Evaluating existing resources in this way also provides an opportunity to remediate non-compliant resources before full implementation of the new policy. This cleanup can be done manually or through a remediation task if the policy definition effect is DeployIfNotExists.

Audit new or updated resources

Once you've validated your new policy definition is reporting correctly on existing resources, it's time to look at the impact of the policy when resources get created or updated. If the policy definition supports effect parameterization, use Audit. This configuration allows you to monitor the creation and updating of resources to see whether the new policy definition triggers an entry in Azure Activity log for a resource that is non-compliant without impacting existing work or requests.

It's recommended to both update and create new resources that match your policy definition to see that the Audit effect is correctly being triggered when expected. Be on the lookout for resource requests that shouldn't be affected by the new policy definition that trigger the Audit effect. These affected resources are another example of false positives and must be fixed in the policy definition before full implementation.

In the event the policy definition is changed at this stage of testing, it's recommended to begin the validation process over with the auditing of existing resources. A change to the policy definition for a false positive on new or updated resources is likely to also have an impact on existing resources.

Deploy your policy to resources

After completing validation of your new policy definition with both existing resources and new or updated resource requests, you begin the process of implementing the policy. It's recommended to create the policy assignment for the new policy definition to a subset of all resources first, such as a resource group. After validating initial deployment, extend the scope of the policy to broader and broader levels, such as subscriptions and management groups. This expansion is achieved by removing the assignment and creating a new one at the target scopes until it's assigned to the full scope of resources intended to be covered by your new policy definition.

During rollout, if resources are located that should be exempt from your new policy definition, address them in one of the following ways:

  • Update the policy definition to be more explicit to reduce unintended impact.
  • Change the scope of the policy assignment (by removing and creating a new assignment).
  • Add the group of resources to the exclusion list for the policy assignment.

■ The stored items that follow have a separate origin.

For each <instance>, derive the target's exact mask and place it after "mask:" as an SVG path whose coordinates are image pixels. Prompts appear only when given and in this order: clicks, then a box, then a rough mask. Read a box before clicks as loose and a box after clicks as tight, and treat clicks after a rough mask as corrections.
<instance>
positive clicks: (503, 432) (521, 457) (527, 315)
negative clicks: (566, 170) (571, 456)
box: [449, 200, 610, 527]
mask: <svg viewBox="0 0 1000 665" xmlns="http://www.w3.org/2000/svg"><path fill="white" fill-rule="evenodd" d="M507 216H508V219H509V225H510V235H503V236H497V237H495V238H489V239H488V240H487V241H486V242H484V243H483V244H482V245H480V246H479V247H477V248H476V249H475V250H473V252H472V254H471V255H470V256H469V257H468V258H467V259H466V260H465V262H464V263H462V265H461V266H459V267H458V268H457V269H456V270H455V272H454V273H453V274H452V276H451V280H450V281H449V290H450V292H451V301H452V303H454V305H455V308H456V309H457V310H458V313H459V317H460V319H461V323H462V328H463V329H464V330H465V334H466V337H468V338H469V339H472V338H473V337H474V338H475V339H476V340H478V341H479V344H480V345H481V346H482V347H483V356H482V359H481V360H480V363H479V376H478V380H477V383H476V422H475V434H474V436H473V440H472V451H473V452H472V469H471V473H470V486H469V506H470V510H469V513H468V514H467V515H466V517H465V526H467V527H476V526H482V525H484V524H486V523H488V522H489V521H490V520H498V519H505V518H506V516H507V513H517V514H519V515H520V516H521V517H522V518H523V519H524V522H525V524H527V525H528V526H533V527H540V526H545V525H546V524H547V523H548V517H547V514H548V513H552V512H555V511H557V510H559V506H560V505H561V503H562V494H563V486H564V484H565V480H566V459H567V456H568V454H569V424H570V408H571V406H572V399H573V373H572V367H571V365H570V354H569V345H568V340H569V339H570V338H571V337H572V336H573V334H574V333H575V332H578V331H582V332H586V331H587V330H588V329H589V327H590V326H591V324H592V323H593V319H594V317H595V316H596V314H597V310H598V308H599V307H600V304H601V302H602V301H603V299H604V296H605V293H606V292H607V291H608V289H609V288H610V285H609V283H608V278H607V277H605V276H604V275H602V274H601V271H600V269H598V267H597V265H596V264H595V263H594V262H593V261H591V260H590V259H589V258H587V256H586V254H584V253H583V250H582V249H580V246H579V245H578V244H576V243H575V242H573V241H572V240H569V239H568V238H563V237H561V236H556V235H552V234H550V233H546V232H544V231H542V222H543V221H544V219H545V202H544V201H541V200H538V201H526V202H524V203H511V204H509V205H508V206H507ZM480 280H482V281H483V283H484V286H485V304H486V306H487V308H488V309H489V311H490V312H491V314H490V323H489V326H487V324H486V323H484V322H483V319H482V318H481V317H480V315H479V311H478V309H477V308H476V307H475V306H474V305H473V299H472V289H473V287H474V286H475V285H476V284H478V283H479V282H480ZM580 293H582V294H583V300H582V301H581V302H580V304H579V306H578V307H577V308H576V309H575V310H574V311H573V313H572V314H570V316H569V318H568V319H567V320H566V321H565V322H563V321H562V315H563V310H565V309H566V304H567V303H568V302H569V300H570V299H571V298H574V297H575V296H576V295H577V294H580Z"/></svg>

Any changes to the scope (level or exclusions) should be fully validated and communicated with your security and compliance organizations to ensure there are no gaps in coverage.

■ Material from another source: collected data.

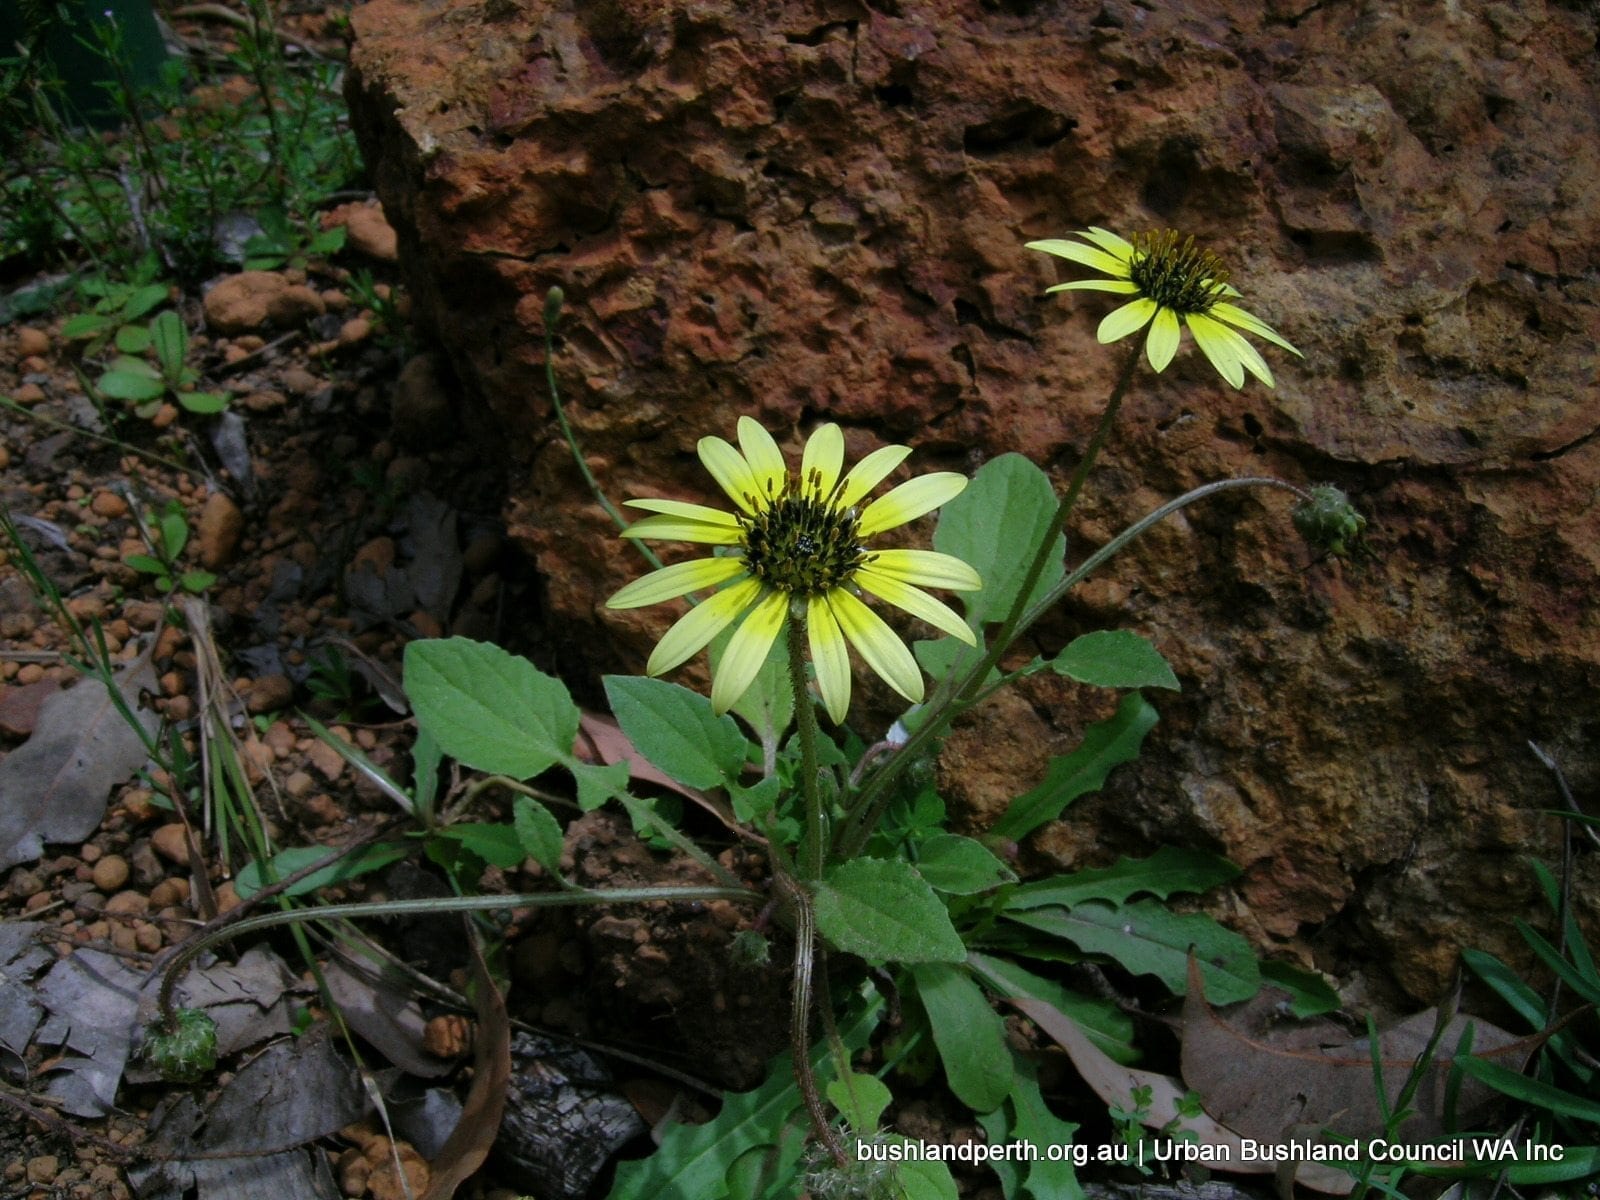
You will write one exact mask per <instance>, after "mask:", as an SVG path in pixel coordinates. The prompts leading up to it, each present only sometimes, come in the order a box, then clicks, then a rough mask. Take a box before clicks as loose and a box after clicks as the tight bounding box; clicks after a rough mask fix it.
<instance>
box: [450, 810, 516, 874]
mask: <svg viewBox="0 0 1600 1200" xmlns="http://www.w3.org/2000/svg"><path fill="white" fill-rule="evenodd" d="M432 837H434V838H435V840H438V842H454V843H456V845H459V846H461V848H462V850H470V851H472V853H474V854H477V856H478V858H480V859H483V861H485V862H488V864H490V866H494V867H518V866H522V861H523V859H525V858H528V854H526V851H525V850H523V846H522V838H520V837H518V835H517V830H515V829H512V827H510V826H501V824H493V822H488V821H462V822H461V824H459V826H440V827H438V829H435V830H434V832H432Z"/></svg>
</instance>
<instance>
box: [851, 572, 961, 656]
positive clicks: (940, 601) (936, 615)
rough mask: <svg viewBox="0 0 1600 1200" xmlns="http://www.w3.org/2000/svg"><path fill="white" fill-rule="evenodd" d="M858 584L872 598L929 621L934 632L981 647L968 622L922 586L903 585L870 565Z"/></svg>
mask: <svg viewBox="0 0 1600 1200" xmlns="http://www.w3.org/2000/svg"><path fill="white" fill-rule="evenodd" d="M856 582H858V584H859V586H861V587H864V589H866V590H869V592H872V595H875V597H878V600H886V602H888V603H891V605H894V606H896V608H904V610H906V611H907V613H910V614H912V616H915V618H920V619H923V621H926V622H928V624H930V626H933V627H934V629H941V630H944V632H946V634H949V635H950V637H958V638H960V640H962V642H965V643H966V645H970V646H976V645H978V638H974V637H973V630H971V629H968V627H966V622H965V621H962V618H958V616H957V614H955V610H954V608H950V606H949V605H946V603H942V602H941V600H934V598H933V597H931V595H928V594H926V592H923V590H922V589H920V587H912V586H910V584H902V582H901V581H899V579H896V578H894V576H891V574H882V573H878V571H874V570H872V568H870V566H862V568H861V570H859V571H856Z"/></svg>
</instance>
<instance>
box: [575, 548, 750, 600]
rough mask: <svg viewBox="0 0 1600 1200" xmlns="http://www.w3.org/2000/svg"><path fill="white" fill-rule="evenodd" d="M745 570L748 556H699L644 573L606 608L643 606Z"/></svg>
mask: <svg viewBox="0 0 1600 1200" xmlns="http://www.w3.org/2000/svg"><path fill="white" fill-rule="evenodd" d="M739 574H744V558H696V560H694V562H688V563H674V565H672V566H662V568H661V570H659V571H651V573H650V574H645V576H640V578H638V579H635V581H634V582H630V584H629V586H627V587H624V589H622V590H619V592H618V594H616V595H613V597H611V598H610V600H606V602H605V606H606V608H643V606H645V605H659V603H661V602H662V600H677V598H678V597H680V595H688V594H690V592H698V590H701V589H702V587H715V586H717V584H725V582H728V581H730V579H733V578H736V576H739Z"/></svg>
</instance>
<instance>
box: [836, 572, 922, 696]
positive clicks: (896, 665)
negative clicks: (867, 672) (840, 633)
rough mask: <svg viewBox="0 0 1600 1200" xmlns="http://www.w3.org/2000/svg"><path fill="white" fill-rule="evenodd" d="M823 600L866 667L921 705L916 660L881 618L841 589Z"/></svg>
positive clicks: (839, 588)
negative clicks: (873, 670)
mask: <svg viewBox="0 0 1600 1200" xmlns="http://www.w3.org/2000/svg"><path fill="white" fill-rule="evenodd" d="M826 600H827V605H829V608H832V610H834V618H835V619H837V621H838V627H840V629H842V630H845V637H848V638H850V645H853V646H854V648H856V653H858V654H861V658H862V659H864V661H866V664H867V666H869V667H872V669H874V670H875V672H877V674H878V675H880V677H882V678H883V682H885V683H888V685H890V686H891V688H894V691H898V693H899V694H901V696H904V698H906V699H909V701H910V702H912V704H922V696H923V691H922V672H920V670H918V669H917V659H914V658H912V656H910V651H909V650H906V643H904V642H901V640H899V635H898V634H896V632H894V630H893V629H890V627H888V626H886V624H883V618H880V616H878V614H877V613H874V611H872V610H870V608H867V606H866V605H864V603H861V602H859V600H856V597H853V595H851V594H850V592H846V590H845V589H843V587H835V589H834V590H832V592H829V594H827V597H826Z"/></svg>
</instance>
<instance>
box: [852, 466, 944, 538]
mask: <svg viewBox="0 0 1600 1200" xmlns="http://www.w3.org/2000/svg"><path fill="white" fill-rule="evenodd" d="M965 486H966V475H958V474H955V472H954V470H936V472H933V474H931V475H918V477H917V478H912V480H906V482H904V483H901V485H899V486H898V488H894V490H893V491H890V493H886V494H883V496H878V498H877V499H875V501H872V504H869V506H867V507H866V509H862V510H861V523H859V525H858V526H856V531H858V533H859V534H861V536H862V538H870V536H872V534H874V533H883V530H893V528H896V526H898V525H904V523H906V522H910V520H917V518H918V517H922V515H923V514H925V512H933V510H934V509H938V507H939V506H941V504H946V502H947V501H952V499H955V498H957V496H960V494H962V490H963V488H965Z"/></svg>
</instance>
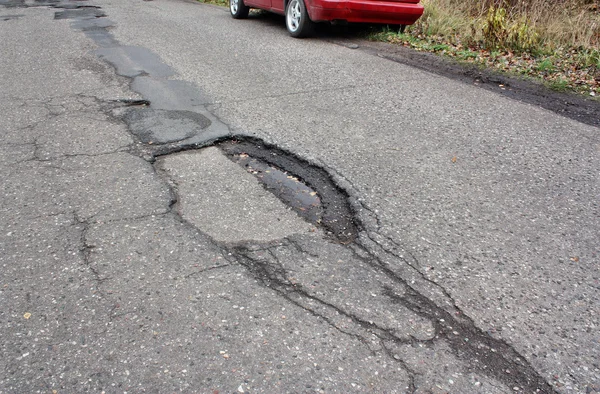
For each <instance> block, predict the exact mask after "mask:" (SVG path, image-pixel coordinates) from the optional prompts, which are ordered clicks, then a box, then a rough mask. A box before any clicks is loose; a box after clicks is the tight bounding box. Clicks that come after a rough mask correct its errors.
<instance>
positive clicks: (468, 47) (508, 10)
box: [370, 0, 600, 96]
mask: <svg viewBox="0 0 600 394" xmlns="http://www.w3.org/2000/svg"><path fill="white" fill-rule="evenodd" d="M422 3H423V5H424V7H425V12H424V14H423V16H422V17H421V19H419V20H418V21H417V23H416V24H415V25H413V26H410V27H409V28H408V29H407V30H406V32H405V33H404V34H401V33H398V32H395V31H391V30H389V29H383V30H380V31H378V32H376V33H372V34H371V35H370V37H371V39H374V40H380V41H388V42H392V43H397V44H400V45H404V46H408V47H411V48H414V49H416V50H421V51H428V52H435V53H439V54H442V55H445V56H450V57H453V58H455V59H458V60H460V61H464V62H468V63H474V64H479V65H483V66H485V67H490V68H494V69H497V70H500V71H504V72H510V73H515V74H520V75H525V76H529V77H533V78H538V79H541V80H542V81H544V82H545V83H546V84H547V85H548V86H549V87H550V88H552V89H555V90H559V91H569V90H570V91H577V92H580V93H584V94H586V95H591V96H596V95H598V96H600V12H599V8H600V6H599V4H598V0H529V1H523V0H422Z"/></svg>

Monitor your policy and compliance

Implementing and assigning your policy definition isn't the final step. Continuously monitor the compliance level of resources to your new policy definition and set up appropriate Azure Monitor alerts and notifications for when non-compliant devices are identified. It's also recommended to evaluate the policy definition and related assignments on a scheduled basis to validate the policy definition is meeting business policy and compliance needs. Policies should be removed if no longer needed. Policies also need updating from time to time as the underlying Azure resources evolve and add new properties and capabilities.